Das Weingut Ökonomierat Petgen-Dahm steht seit vielen Jahren für qualitativ hochwertige Weine und Sekte. Die nächste Generation möchte dafür sorgen, dass dies auch in Zukunft so bleibt.
In der großen Halle des Weinguts Ökonomierat Petgen-Dahm läuft die kleine Presse, die zum Keltern besonderer Spezialitäten verwandt wird, auf Hochtouren. Die Auxerrois-Trauben, die an diesem Tag bereits in den frühen Morgenstunden geerntet wurden, laufen gerade durch. Ralf Petgen entnimmt eine kleine Probe des ablaufenden Mosts und tröpfelt sie auf eine kleine Glasscheibe eines sogenannten Handrefraktormeters und jubelt: „Fantastisch, das wird wohl die erste Auslese der Saison. Das hätte ich nicht erwartet.“
Mit dem Gerät, das an ein kleines Fernrohr erinnert, lässt sich die Konzentration von in Flüssigkeit gelösten Stoffen messen. Beim Weinbau wird so der Zuckergehalt der Trauben bestimmt, der sogenannte Oechsle-Grad. Durch den Zucker im Most ändert sich die Lichtbrechung, und an der Skala des Refraktometers lässt sich das Mostgewicht in Grad Oechsle direkt ablesen. Der Blick durchs Okular zeigt: „91 Oechsle“, strahlt der Winzer zufrieden. „Aber der Wert geht noch weiter hoch. Der Vorlauf ist immer etwas niedriger.“
Der Oechsle-Grad ist die Maßeinheit für das Mostgewicht des unvergorenen Traubensafts. Kennt man den Zuckergehalt des Mosts, lassen sich daraus Rückschlüsse auf den zu erwartenden Alkoholgehalts des künftigen Weins machen. Beim Auxerrois auf der Presse wird dieser also vermutlich bei 12,5 bis 13 Volumenprozent Alkohol liegen.

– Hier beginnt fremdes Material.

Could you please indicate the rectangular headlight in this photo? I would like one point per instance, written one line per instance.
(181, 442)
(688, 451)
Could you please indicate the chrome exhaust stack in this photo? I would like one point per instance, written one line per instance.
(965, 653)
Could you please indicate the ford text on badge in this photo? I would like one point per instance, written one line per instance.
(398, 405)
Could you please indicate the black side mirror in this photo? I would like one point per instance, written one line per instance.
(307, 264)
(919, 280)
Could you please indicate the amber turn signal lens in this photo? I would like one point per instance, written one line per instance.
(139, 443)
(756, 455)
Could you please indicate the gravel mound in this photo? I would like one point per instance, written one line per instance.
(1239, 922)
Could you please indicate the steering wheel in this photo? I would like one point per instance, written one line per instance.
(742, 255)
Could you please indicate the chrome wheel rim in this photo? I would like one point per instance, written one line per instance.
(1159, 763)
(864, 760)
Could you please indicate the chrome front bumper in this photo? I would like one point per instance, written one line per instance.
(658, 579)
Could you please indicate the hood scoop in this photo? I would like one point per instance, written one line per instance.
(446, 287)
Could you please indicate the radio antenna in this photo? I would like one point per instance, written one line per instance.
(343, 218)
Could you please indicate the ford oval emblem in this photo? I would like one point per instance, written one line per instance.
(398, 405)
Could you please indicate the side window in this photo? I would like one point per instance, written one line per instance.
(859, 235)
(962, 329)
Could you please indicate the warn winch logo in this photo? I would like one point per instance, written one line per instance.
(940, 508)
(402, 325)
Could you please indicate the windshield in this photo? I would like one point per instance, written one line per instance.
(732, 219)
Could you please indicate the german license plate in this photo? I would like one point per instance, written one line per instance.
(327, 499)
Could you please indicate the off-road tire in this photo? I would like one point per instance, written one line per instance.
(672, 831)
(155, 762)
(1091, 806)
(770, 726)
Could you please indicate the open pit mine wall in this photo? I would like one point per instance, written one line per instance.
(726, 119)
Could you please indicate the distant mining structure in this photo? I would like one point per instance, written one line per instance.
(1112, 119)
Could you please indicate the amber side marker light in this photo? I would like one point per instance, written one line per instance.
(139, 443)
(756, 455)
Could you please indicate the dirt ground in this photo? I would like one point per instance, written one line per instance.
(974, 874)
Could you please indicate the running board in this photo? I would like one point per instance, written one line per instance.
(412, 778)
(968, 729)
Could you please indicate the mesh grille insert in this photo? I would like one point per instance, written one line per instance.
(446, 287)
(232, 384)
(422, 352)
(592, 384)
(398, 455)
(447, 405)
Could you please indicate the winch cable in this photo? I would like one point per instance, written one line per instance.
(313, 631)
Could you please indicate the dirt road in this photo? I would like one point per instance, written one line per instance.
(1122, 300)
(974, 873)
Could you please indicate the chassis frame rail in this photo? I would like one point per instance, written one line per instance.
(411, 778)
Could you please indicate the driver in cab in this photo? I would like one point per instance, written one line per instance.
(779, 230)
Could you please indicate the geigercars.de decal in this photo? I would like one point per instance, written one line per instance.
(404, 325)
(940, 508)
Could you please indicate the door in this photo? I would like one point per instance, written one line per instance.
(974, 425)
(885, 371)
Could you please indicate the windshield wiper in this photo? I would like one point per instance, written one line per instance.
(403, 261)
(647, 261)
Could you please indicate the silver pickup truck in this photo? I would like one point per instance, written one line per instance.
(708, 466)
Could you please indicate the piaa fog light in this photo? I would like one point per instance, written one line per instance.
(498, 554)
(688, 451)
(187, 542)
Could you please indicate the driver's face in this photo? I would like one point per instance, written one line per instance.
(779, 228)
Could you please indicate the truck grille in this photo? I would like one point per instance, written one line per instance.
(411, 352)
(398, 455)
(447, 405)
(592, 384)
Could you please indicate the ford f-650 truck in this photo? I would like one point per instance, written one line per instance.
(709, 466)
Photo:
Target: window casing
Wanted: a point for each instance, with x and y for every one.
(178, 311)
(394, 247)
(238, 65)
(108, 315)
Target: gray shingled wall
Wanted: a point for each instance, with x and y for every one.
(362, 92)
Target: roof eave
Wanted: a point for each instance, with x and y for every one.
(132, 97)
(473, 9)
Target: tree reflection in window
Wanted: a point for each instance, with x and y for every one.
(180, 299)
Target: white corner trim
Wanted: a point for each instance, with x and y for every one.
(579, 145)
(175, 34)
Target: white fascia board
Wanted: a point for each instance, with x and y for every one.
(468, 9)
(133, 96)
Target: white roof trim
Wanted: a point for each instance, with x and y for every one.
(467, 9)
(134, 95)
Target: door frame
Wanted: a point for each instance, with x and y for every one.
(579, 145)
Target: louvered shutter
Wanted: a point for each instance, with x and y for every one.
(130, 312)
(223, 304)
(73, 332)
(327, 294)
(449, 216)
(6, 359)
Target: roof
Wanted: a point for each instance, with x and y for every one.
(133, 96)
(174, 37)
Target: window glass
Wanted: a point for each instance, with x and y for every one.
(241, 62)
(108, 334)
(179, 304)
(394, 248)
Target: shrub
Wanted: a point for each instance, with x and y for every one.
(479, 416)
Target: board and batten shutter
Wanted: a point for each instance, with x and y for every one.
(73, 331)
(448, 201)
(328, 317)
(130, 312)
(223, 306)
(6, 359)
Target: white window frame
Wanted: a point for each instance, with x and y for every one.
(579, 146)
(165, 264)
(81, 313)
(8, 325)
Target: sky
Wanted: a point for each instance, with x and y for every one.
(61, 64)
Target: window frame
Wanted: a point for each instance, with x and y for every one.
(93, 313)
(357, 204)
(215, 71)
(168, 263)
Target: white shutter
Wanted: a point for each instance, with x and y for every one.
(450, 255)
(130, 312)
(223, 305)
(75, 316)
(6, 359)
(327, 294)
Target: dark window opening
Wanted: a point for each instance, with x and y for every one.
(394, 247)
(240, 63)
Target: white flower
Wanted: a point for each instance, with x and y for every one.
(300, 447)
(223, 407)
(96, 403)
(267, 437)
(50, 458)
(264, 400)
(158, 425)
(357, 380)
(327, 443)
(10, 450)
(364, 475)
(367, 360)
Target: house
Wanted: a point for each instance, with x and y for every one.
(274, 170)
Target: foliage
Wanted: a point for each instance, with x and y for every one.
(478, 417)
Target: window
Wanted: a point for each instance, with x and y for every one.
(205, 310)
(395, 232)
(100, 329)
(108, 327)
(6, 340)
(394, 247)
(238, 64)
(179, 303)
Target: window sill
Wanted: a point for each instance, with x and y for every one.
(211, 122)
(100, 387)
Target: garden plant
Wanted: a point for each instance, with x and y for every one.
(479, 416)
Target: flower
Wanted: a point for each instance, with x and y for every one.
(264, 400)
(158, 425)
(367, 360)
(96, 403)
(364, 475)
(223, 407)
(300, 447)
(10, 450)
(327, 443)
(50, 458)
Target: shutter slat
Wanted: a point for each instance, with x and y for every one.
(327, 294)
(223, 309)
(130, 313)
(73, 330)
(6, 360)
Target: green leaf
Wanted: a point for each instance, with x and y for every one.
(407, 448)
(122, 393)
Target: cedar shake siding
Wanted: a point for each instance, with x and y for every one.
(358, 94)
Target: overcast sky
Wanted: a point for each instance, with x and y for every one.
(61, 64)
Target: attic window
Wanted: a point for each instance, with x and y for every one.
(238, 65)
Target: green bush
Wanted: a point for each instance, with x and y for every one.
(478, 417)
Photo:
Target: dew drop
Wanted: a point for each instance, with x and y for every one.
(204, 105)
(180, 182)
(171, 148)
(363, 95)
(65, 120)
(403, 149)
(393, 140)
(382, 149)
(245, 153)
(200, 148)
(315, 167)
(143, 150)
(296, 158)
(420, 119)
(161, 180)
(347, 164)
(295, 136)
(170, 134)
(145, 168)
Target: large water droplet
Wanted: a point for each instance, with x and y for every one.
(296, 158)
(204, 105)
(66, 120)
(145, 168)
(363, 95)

Die Ernte fällt dieses Jahr üppig aus
Mit 18 Hektar Anbaufläche und einem Ertrag von 130.000 bis 180.000 Liter pro Jahr gehört das Weingut Petgen-Dahm zu den größten im Saarland mit einer großen Lagerung an Weinen. Mit einem guten Jahrgang ist der Winzer durchaus in der Lage, auch einmal fast zwei Jahre zu bedienen. Das gibt Rückhalt, wenn ein Jahrgang mal nicht so ertragreich wird. Zumal Petgen-Dahm seine Weine meist erst etwas später auf den Markt bringt, sie länger reifen lässt. „Man hat die Weine früher viel zu früh getrunken. Junge Weine verursachen eher Übelkeit und Kopfschmerzen, das sage ich jedem Kunden immer wieder“, betont der 66-Jährige. „Ein Wein muss mindestens ein Jahr auf der Flasche gelegen haben, besser zwei oder drei. Wir verkaufen jetzt ganz gern noch den 21er, haben sogar noch vom 20er ganz kleine Bestände in höheren Preiskategorien, die Premium- und Barriqueweine.“ Zudem spielt auch die Versektung eine nicht unerhebliche Rolle. Auch dort kann der Winzer auf 30.000 bis 40.000 Flaschen Sekt in seinem Depot zurückgreifen.
In der Menge der Ernte rechnet Ralf Petgen auch in diesem Jahr wieder mit einem Top-Jahr für seinen Betrieb, wenngleich er von der Qualität von einem normalen Jahr ausgeht. Im vergangenen Jahr wurden die Winzer von der Sonne verwöhnt und hatten völlig gesundes Erntegut, sodass die 22er-Trinkweine fast alle Auslesequalität hatten. „Dieser mediterrane Touch, den der 2022er und der 2020er hatten, also extrem viel Sonne und Säure total reduziert, wird in diesem Jahr nicht zu finden sein.“ Dennoch ist Petgen zuversichtlich: „Man soll einen Jahrgang nie beurteilen, bevor er abgeschlossen ist. Wir hatten viel Sonne nach dem Regen im August. Das konzentriert im Moment noch. Das längere Hängenlassen wird dem Riesling auf jeden Fall zugutekommen.“ Da haben wir so gut wie keine Fäulnis im Moment.“ Dafür musste er seinen Grauburgunder in diesem Jahr außergewöhnlich früh reinholen, da durch den Regen die Trauben sehr prall und reif waren und zum Teil früh aufgeplatzt sind.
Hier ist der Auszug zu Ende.